Well-posedness issues on the periodic modified Kawahara equation

Abstract

This paper is concerned with the Cauchy problem of the modified Kawahara equation (posed on $\mathbb{T}$), which is well-known as a model of capillary-gravity waves in an infinitely long canal over a flat bottom in a long wave regime [26]. We show in this paper some well-posedness results, mainly the global well-posedness in $L^2(\mathbb{T})$. The proof basically relies on the idea introduced in Takaoka-Tsutsumi's works [60,69], which weakens the non-trivial resonance in the cubic interactions (a kind of smoothing effect) for the local result, and the global well-posedness result immediately follows from $L^2$ conservation law.

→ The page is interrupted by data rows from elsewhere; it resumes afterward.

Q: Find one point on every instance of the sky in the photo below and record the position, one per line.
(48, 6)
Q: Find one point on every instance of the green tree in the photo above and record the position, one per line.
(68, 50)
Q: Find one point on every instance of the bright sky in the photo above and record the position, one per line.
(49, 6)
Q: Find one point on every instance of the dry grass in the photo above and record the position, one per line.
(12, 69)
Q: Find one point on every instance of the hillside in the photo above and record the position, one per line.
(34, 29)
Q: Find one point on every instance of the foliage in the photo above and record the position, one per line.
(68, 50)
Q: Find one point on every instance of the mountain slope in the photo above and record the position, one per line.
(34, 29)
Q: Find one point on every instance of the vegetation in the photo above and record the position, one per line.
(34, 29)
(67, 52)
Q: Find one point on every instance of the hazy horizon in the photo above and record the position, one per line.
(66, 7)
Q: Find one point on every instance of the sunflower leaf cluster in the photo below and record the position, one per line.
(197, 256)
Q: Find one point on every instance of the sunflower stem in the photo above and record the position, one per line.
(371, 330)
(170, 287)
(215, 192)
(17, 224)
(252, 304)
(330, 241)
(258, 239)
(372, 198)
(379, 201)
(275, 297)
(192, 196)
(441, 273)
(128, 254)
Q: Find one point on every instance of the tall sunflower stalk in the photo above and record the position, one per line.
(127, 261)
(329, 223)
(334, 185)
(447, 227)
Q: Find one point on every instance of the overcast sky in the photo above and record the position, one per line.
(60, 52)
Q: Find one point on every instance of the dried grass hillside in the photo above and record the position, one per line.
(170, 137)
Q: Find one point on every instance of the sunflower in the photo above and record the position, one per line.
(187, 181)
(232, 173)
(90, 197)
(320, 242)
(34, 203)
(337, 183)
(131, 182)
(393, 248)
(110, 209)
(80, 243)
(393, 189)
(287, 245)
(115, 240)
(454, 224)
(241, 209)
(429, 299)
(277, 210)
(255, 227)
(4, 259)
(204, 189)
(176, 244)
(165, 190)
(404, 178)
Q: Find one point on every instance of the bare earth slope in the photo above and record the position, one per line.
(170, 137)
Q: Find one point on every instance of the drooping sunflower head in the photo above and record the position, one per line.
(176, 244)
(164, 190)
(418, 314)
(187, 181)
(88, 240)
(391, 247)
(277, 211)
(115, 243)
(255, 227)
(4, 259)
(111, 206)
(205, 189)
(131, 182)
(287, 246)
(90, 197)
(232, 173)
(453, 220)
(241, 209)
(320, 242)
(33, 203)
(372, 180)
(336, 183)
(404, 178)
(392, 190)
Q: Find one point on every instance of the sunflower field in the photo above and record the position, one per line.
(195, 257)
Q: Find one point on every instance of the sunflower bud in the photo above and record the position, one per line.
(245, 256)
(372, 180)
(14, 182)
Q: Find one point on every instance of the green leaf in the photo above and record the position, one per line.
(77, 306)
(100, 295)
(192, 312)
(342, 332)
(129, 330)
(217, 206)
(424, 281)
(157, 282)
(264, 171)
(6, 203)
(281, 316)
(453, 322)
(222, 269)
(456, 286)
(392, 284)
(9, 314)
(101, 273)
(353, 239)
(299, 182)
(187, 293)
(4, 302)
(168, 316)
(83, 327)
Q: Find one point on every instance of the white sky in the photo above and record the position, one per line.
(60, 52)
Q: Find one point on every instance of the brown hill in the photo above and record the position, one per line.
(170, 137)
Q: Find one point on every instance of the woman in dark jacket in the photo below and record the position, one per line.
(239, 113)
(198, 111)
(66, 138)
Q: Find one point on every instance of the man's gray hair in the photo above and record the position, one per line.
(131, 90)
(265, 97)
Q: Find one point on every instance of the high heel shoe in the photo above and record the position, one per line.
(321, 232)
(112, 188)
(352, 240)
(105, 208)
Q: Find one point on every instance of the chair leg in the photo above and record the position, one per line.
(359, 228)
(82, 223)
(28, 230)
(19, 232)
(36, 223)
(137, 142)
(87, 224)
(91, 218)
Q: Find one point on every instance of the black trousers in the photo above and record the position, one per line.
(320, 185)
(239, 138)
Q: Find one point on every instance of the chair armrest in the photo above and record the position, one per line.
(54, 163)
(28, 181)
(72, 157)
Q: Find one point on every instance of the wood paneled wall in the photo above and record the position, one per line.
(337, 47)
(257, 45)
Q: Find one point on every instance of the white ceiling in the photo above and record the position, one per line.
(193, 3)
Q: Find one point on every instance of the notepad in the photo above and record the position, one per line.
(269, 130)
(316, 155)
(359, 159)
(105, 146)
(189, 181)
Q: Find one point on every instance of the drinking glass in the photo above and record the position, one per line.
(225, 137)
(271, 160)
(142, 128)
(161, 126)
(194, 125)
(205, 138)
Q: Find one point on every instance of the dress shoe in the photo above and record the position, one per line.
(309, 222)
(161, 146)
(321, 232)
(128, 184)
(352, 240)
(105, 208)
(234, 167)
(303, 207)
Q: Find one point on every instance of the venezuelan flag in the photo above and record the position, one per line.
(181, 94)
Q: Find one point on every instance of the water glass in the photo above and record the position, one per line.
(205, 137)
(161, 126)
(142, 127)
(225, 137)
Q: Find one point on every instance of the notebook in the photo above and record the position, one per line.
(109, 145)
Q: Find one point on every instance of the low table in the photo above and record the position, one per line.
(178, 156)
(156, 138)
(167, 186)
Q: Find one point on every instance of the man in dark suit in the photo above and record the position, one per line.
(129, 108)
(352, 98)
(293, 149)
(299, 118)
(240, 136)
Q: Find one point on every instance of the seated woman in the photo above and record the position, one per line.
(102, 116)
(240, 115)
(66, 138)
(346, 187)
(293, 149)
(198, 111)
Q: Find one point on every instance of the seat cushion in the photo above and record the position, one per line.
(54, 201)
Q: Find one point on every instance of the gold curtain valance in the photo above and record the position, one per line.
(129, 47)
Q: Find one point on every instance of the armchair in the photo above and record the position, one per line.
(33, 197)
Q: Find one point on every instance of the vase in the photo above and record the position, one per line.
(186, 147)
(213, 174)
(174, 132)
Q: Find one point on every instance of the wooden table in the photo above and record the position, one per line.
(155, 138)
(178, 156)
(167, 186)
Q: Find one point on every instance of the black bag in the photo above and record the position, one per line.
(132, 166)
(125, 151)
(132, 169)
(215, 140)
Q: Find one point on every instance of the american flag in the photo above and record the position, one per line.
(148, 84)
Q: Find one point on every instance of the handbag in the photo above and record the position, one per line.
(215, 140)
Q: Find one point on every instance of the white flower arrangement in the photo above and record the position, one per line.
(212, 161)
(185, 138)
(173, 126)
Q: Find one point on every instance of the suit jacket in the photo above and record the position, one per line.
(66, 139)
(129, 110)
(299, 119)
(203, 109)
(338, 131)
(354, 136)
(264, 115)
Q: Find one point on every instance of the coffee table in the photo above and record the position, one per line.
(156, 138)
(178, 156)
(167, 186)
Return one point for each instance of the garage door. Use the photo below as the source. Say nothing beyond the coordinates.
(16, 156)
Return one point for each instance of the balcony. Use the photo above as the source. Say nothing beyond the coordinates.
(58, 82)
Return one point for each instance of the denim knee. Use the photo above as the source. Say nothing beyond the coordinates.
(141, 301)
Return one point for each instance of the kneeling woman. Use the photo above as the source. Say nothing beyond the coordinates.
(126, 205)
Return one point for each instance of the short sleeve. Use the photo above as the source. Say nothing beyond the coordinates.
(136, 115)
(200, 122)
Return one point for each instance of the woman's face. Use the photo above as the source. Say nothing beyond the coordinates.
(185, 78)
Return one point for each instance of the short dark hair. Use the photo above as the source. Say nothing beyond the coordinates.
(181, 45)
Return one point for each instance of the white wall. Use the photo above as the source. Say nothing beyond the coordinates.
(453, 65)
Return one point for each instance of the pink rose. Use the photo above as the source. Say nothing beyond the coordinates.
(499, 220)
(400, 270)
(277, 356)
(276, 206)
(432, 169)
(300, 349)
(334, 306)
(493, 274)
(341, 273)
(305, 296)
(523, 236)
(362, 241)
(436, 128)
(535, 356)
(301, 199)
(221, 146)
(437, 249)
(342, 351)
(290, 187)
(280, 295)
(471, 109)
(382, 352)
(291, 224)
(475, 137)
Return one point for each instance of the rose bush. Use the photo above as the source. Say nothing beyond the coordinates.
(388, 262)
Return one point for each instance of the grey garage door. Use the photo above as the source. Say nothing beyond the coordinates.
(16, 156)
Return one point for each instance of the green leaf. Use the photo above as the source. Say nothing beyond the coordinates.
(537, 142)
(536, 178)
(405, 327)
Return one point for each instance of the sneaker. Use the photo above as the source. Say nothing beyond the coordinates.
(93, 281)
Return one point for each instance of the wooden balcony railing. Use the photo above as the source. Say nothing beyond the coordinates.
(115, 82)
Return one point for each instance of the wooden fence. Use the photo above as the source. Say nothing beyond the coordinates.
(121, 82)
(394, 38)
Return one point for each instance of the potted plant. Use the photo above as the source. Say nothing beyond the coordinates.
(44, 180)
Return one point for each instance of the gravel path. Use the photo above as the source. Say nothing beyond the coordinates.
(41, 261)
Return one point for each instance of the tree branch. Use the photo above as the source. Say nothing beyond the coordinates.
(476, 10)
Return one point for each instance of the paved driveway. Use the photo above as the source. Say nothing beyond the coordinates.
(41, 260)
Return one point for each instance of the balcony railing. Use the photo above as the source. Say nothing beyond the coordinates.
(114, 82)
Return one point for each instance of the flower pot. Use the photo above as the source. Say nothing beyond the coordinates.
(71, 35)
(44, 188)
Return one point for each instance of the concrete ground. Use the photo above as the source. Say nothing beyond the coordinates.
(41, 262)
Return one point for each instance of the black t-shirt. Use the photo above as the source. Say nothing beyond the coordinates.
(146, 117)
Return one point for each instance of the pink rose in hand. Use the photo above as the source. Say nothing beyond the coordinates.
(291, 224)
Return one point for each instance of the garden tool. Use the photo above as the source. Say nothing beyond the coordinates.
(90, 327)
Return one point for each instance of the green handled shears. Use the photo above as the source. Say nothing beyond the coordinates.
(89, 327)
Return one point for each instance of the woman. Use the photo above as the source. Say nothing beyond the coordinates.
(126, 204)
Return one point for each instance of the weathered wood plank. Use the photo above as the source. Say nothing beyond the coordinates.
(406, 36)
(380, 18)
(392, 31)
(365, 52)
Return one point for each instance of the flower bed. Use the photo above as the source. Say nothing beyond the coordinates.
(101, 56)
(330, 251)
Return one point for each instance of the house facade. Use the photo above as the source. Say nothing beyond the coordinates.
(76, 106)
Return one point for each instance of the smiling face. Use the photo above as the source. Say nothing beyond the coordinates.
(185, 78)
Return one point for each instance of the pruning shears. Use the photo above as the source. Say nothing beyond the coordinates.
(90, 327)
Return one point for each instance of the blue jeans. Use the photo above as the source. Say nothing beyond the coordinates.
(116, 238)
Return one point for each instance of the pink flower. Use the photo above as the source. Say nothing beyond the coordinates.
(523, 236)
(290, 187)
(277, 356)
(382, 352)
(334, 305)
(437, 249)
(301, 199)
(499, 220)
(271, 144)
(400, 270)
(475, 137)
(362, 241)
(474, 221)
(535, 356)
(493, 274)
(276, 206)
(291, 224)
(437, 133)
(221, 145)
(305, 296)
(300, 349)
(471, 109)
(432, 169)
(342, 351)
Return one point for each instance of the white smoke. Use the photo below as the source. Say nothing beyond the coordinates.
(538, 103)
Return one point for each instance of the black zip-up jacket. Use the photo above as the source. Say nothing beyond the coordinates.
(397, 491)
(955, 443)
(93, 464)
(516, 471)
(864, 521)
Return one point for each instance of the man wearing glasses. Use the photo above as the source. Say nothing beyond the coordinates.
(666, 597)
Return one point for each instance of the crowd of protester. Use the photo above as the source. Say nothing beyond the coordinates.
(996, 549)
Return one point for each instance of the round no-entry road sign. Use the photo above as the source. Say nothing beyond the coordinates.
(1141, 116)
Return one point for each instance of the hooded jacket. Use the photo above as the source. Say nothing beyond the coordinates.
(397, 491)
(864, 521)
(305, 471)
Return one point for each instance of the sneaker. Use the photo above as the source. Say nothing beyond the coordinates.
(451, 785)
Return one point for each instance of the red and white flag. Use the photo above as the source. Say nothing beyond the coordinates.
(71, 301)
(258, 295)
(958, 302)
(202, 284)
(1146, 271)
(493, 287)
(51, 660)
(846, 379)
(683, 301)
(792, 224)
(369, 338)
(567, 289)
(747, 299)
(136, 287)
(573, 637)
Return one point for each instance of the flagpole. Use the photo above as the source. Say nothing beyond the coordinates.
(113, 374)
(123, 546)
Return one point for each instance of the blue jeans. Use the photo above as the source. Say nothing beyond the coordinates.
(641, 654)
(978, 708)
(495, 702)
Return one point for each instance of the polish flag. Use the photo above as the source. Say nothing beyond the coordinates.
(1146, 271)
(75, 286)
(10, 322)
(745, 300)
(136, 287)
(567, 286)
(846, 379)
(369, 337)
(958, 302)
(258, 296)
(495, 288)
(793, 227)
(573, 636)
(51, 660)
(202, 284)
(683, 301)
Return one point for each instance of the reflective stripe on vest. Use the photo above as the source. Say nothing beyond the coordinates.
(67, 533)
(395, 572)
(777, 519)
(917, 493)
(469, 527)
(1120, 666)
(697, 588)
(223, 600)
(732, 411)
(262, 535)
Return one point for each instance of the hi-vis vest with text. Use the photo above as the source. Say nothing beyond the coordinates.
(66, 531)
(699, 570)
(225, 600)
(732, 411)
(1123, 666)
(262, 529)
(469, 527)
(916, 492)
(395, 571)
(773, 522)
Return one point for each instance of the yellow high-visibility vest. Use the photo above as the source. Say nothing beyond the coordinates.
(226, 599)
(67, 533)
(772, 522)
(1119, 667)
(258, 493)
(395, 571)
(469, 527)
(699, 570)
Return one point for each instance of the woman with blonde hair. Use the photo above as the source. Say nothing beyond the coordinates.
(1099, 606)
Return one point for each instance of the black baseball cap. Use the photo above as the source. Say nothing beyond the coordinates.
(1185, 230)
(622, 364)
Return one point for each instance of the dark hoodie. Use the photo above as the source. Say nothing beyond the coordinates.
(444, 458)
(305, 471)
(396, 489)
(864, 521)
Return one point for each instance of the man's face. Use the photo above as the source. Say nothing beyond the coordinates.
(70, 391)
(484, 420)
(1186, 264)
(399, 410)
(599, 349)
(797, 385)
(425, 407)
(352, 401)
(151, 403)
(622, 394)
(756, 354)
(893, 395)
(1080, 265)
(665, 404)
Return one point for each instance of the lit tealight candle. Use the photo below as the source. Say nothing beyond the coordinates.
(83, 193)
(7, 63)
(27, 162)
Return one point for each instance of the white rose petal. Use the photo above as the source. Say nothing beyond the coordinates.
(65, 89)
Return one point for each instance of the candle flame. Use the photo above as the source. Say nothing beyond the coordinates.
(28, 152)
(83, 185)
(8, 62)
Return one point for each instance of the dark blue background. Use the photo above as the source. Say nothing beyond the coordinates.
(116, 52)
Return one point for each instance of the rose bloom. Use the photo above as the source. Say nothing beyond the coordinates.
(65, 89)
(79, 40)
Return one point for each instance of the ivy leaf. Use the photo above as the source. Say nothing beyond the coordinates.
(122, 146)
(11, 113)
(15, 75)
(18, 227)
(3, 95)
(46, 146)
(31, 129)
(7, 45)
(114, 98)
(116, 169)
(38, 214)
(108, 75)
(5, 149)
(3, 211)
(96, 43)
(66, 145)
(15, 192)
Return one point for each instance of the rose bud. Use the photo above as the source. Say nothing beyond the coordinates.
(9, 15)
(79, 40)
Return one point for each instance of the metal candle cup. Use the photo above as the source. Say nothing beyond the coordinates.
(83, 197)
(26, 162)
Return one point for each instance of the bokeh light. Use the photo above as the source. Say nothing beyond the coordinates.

An immediate application of Takaoka-Tsutsumi's idea is available only in $H^s(\mathbb{T})$, $s>0$, due to the lack of $L^4$-Strichartz estimate for arbitrary $L^2$ data, a slight modification, thus, is needed to attain the local well-posedness in $L^2(\mathbb{T})$. This is the first low regularity (global) well-posedness result for the periodic modified Kwahara equation, as far as we know. A direct interpolation argument ensures the unconditional uniqueness in $H^s(\mathbb{T})$, $s>\frac{1}{2}$, and as a byproduct, we show the weak ill-posedness below $H^{\frac{1}{2}}(\mathbb{T})$, in the sense that the flow map fails to be uniformly continuous.